Was ist Freiheit?
Freiheit ist – so zu sein wie Ihr wirklich seid!
Beispiel: ihr liebt bunte Kleidung, dann zieht sie an. Ihr lacht gern, dann lacht wann immer ihr dazu ein Bedürfnis habt!
Meine persönliche Definition zur Freiheit.
Wer sein bester Freund, – seine Freundin ist, ist frei von allen zwängen. Wirklich frei!
Durch die Freiheit, kenne ich mich und meine Bedürfnisse. Aus diesem Grund, ist es mir möglich ein Leben zu leben, was mich glücklich macht. Dadurch bin ich frei von Zwängen. Zwängen: alles besitzen zu müssen, überall dabei zu sein und bei jedem Gespräch mitreden zu wollen.
Beispiel; durch meine bewusste Entscheidungen für mein Leben und der meines Kindes oder der Kinder, vermeide ich Abhängigkeiten und unnötigen Wiederstand. Dafür habe ich mehr Kraft für die wichtigen Dinge und meine Familie, die ich liebe.
Unsere Kinder brauchen auch Freiheit. Doch unsere Kinder lernen diese im Schutz der Eltern kennen.
Da es in meinem Block um Kinder von 0 bis 3 Jahre geht, ist begleitende Schutz, oder altersbedingte Grenzen, sehr wichtig.
In dem ersten Jahr ist die Entwicklung rasant. Kurz angerissen – Kopf heben – Spielzeug angeln – vom Rücken auf den Bauch drehen und andersherum – setzen – grabbeln – stehen und manche können schon Laufen.
Auch die Sprache wird schon durch babbeln geübt und erste Worte geformt.
Was ist nun bei der Erziehung, die Freiheit?

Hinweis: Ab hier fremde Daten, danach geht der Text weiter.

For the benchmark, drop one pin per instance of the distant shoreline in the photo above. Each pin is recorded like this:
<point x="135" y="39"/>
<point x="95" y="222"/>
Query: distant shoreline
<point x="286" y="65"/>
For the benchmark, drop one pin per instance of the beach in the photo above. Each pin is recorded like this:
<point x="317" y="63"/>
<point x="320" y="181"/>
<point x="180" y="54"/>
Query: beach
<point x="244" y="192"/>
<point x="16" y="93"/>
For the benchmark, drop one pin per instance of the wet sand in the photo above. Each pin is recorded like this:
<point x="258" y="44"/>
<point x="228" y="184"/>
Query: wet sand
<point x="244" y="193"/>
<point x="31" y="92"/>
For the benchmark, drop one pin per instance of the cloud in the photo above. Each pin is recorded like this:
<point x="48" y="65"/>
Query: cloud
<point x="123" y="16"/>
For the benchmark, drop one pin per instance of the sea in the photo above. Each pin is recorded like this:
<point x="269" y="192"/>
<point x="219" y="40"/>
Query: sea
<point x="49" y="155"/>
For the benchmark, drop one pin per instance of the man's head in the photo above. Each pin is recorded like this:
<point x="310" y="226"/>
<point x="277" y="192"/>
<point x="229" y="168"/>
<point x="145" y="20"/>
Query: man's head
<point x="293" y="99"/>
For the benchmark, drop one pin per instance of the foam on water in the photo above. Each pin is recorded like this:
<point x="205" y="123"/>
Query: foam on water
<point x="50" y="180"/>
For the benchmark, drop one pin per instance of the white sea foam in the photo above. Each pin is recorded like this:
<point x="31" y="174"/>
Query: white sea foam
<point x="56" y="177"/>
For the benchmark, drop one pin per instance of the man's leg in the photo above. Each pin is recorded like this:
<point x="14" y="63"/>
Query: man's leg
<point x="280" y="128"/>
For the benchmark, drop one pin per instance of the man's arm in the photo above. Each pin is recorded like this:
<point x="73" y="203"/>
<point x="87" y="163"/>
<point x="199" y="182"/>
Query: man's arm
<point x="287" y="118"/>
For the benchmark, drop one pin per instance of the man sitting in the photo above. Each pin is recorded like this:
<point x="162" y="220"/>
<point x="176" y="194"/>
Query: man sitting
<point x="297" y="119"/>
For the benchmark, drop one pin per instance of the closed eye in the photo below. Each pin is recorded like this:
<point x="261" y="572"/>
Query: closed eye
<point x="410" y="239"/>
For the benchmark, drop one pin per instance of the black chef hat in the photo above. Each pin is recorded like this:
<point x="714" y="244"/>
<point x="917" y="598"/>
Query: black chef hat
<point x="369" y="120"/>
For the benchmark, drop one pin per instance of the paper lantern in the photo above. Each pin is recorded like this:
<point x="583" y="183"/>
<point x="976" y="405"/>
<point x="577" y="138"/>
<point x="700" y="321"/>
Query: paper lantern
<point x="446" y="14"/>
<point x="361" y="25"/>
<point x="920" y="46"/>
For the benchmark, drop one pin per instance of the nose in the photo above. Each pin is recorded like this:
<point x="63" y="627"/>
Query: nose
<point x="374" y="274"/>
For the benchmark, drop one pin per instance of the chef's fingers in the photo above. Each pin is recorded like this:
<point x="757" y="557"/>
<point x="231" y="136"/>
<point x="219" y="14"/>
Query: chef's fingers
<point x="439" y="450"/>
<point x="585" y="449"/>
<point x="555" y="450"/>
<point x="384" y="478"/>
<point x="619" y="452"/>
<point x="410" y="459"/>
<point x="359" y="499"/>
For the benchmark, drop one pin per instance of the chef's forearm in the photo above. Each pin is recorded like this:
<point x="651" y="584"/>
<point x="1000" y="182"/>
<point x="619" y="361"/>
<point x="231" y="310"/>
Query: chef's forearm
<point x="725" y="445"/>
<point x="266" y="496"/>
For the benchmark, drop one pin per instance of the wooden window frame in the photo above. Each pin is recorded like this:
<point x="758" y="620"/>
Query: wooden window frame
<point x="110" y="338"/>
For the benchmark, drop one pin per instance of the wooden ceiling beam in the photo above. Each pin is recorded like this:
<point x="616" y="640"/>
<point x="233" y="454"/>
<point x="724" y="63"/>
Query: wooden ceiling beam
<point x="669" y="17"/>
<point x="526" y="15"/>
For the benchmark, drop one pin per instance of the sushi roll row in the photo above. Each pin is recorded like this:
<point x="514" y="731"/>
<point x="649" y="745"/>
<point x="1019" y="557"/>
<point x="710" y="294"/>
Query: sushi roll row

Die Freiheit besteht erstmal darin, einen eigenen Entwicklungsrhythmus zu haben. Kein vergleichen mit anderen Kindern und Eltern. Genießt einfach jeden Fortschritt eures Kindes.
Die Freiheit zu haben, sich in einem sicheren Ramen, frei entwickeln zu können. Überall hin grabbeln zu können, alles in den Mund nehmen zu können. Dieses Verhalten, ist ganz natürlich.
Beispiel:Das Laufgitter. Hier kann ihr Kind das drehen lernen, ohne das es vom Tisch fällt. Ihr Kind kann sich an den Stäben festhalten um das Aufstehen, das Gleichgewicht und erste sichere Schritte zu üben. Fällt es um, dann ist es weicht. Wenn es müde ist, kann das Kind schlafen wo es gerade liegt.
Wird ihr Kind älter, muss natürlich die ganze Wohnung sicher gemacht werden.
Ab dem Augenblick, wo das Kind zu krabbeln anfängt, erkundet es erst einmal ein Zimmer. Von mehr ist das Kind oft überfordert.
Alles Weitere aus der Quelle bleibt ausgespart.